By itself there’s nothing wrong with using violence in this way. The action’s fun to write, and if you have characters who are good at violence, fight scenes are a great way to show them off. But it’s an easy slip from using violence to solve the writer’s problem — I want something jarring and fast-paced to happen here — to using violence as a solution to the character’s problems. Obi-Wan cuts off that guy’s* arm in the cantina and it’s awesome, and there are no consequences. Heck, the first Star Wars movie ends with an awe-inspiring and climactic act of violence. In self-defense, but still, how many people do you think Luke kills on that first Death Star?**
As a result of this slippage, stories emerge in which the solution to violence is more violence, committed in the name of peace—which works. Violence incurs no consequences for the victorious party. We don’t see (at least in Star Wars itself) the million war orphans with a vendetta against Skywalker for killing their fathers and mothers on the Death Star. We don’t see the Imperial anti-rebel propaganda campaign that results from the destruction of the greatest space station ever built.
I’m using Star Wars examples because they’re big and obvious and everyone knows them. I love Star Wars, and my point here isn’t that Star Wars is at fault for the story it tells. The problem is, the other story — the story where the edda continues, where Grand Moff Tarkin’s son grows up seeking wergild or vengeance for his father’s death — that one isn’t told.
CREDIT: Image Comics
And that’s the story Saga presents. Saga contains a ton of badass characters, running around the galaxy accomplishing their goals by a variety of means, including super-impressive violence, all drawn beautifully by Staples, whose art evokes the visceral excitement of conflict without flinching from its pain and pointlessness. Often, the violence in Saga is insanely cathartic for the reader, too. (When the Will, a freelancer mercenary, makes a particular kill in issue #4, I think I actually dropped the comic, stood up, and cheered.) But each time, bar none, violence is used as a solution, it creates new problems, many of which outweigh the problems the initial violence was meant to solve.
CREDIT: Image Comics
The best part is, this approach is excellent for storytelling. Every bit of violence creates a new problem. Sometimes these new problems are as direct and simple waking up a Cthonic horror due to a weapon’s misfire. Sometimes they’re so indirect it’s easy to mistake the web of consequences for coincidence — a pile of bodies left behind leads to a secondary (innocent) character being shot by trigger-happy law enforcement, which drags a new antagonist into the evolving web, and endangers the life of a fourth character, and on and on. Meanwhile, the few true untrammeled successes in the book emerge from win-win, nonviolent bargains, and from raw emotional vulnerability and honesty.

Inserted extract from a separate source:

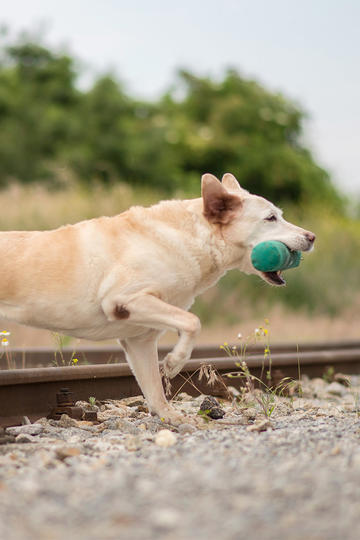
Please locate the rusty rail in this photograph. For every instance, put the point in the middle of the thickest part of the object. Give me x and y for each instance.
(31, 392)
(32, 357)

So, we have characters striving for peace in a galaxy riven by war — but the peace they want can’t come through superior firepower. With that avenue of simple violence blocked, Saga and its characters are forced to look for better solutions.
And I have no idea whether they’ll succeed.
Let me put that another way. In Saga, Vaughn and Staples have created a vivid, powerful, and ultimately pacifist work. And by so doing, they have written a classical space opera that surprises at every turn.
Which is something new and beautiful all on its own.
*Yes, I know his name is Ponda Baba. It’s not pertinent to this discussion.
**At least 1.16 million humans staffed the first Death Star, according to HowStuffWorks. I can’t find an official source for this stat though. I can find sources substantiating the Death Star 2’s crew compliment of ~2 milion and change; since the Death Star 2 is roughly 200 times the size of DS1 (diameter of 900km vs. diameter of 160km), if crew compliment scales linearly with volume, we’re probably looking at closer to 10,000 people on the DS1, which seems small considering that an Imperial-class ISD hosts 37,000. Either way, that’s a lot of dead folks.